New drug therapies to kill Tsc2-deficient cell lines
Grant holder: Dr Andrew Tee PhD Student: Henry McCann
Institute of Cancer and Genetics, Cardiff University
Tuberous Sclerosis (TS) patients are a high risk group for developing kidney tumours (60-80%), which is caused through mutation of either the Tuberous Sclerosis Complex 1 or 2 (TSC2) genes. While these kidney tumours are often removed through surgical techniques, having a non-invasive therapy that specifically kills these TS-associated tumour cells would be extremely valuable to TS patients.
It is hoped that such new drug therapies could improve the healthcare of TS patients by lessening the need for surgical intervention. Dr Tee and colleagues recently discovered that the clinically approved drug, nelfinavir, selectively killed the fast growing Tsc2-associated tumour cells, while the normal healthy cells were relatively unaffected.
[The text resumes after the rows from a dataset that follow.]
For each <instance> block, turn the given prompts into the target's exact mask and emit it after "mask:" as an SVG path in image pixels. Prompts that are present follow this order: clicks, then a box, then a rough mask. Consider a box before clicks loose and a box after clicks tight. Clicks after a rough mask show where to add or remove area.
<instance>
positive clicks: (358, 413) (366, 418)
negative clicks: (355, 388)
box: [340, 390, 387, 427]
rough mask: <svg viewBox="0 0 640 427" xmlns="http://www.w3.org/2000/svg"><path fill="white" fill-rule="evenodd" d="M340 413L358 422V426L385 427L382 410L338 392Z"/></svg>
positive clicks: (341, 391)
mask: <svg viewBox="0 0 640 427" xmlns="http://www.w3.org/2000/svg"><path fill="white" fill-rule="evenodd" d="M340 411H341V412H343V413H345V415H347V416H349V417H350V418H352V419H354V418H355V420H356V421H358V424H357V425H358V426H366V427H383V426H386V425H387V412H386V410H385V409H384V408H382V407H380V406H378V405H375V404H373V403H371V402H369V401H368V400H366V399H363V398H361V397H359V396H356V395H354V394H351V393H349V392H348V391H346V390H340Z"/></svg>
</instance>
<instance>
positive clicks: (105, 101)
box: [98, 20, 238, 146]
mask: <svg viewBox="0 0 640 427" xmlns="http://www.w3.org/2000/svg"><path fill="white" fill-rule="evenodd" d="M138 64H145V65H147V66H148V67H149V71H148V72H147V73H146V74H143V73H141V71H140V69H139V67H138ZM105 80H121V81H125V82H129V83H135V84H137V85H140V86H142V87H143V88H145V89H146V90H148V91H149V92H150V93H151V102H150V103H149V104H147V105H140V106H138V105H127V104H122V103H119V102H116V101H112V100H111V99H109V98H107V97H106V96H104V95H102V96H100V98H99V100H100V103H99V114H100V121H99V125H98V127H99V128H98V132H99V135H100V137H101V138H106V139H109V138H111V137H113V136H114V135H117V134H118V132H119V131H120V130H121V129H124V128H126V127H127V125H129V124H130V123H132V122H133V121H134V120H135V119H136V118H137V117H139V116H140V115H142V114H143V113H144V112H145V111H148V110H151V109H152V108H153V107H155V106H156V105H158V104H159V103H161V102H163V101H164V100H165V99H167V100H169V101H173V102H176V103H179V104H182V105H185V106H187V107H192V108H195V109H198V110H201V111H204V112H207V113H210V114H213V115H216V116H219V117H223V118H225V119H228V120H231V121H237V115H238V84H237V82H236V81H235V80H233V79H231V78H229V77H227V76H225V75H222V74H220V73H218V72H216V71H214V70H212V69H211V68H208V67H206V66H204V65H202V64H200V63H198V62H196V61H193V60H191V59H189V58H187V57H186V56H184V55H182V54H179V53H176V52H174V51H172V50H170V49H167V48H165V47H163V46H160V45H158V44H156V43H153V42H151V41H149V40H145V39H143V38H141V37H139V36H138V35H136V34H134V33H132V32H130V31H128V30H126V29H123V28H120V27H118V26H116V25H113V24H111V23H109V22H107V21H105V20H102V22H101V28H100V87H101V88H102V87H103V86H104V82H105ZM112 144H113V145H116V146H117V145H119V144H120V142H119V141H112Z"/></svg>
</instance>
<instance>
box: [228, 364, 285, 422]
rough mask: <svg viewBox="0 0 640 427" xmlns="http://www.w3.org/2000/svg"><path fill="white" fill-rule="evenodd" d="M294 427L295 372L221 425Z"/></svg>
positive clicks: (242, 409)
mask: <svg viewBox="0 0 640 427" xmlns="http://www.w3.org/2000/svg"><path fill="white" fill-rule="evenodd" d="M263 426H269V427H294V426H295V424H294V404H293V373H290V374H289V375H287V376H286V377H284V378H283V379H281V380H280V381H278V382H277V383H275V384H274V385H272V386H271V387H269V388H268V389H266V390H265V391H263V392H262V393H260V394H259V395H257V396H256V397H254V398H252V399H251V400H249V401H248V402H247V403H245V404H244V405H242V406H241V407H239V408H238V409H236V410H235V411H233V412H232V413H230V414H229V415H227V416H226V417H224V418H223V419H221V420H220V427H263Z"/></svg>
Of importance, they were able to further improve nelfinavir’s potency to kill Tsc2-compromised tumour cells when combined with another already clinically approved drug, bortezomib.
This project will test the effectiveness of these new potential combination therapies to selectively kill TSC-associated tumour cells. Such experimentation will allow researchers to fine-tune drug therapies to determine the optimum drug combination to kill tumour cells whilst maintaining low toxicity to healthy cells. This project is designed to provide the necessary data to support future pre-clinical studies in TS model systems and also clinical studies in TS patients, of which the research team have a strong track record.
This work also has important implications for cancer patients with Tsc2-compromised tumours, such as those with kidney, lung, bladder, breast and colon cancers. Although the first priority is to improve healthcare for TS patients, this project could also benefit a wide range of cancer patients within the general population.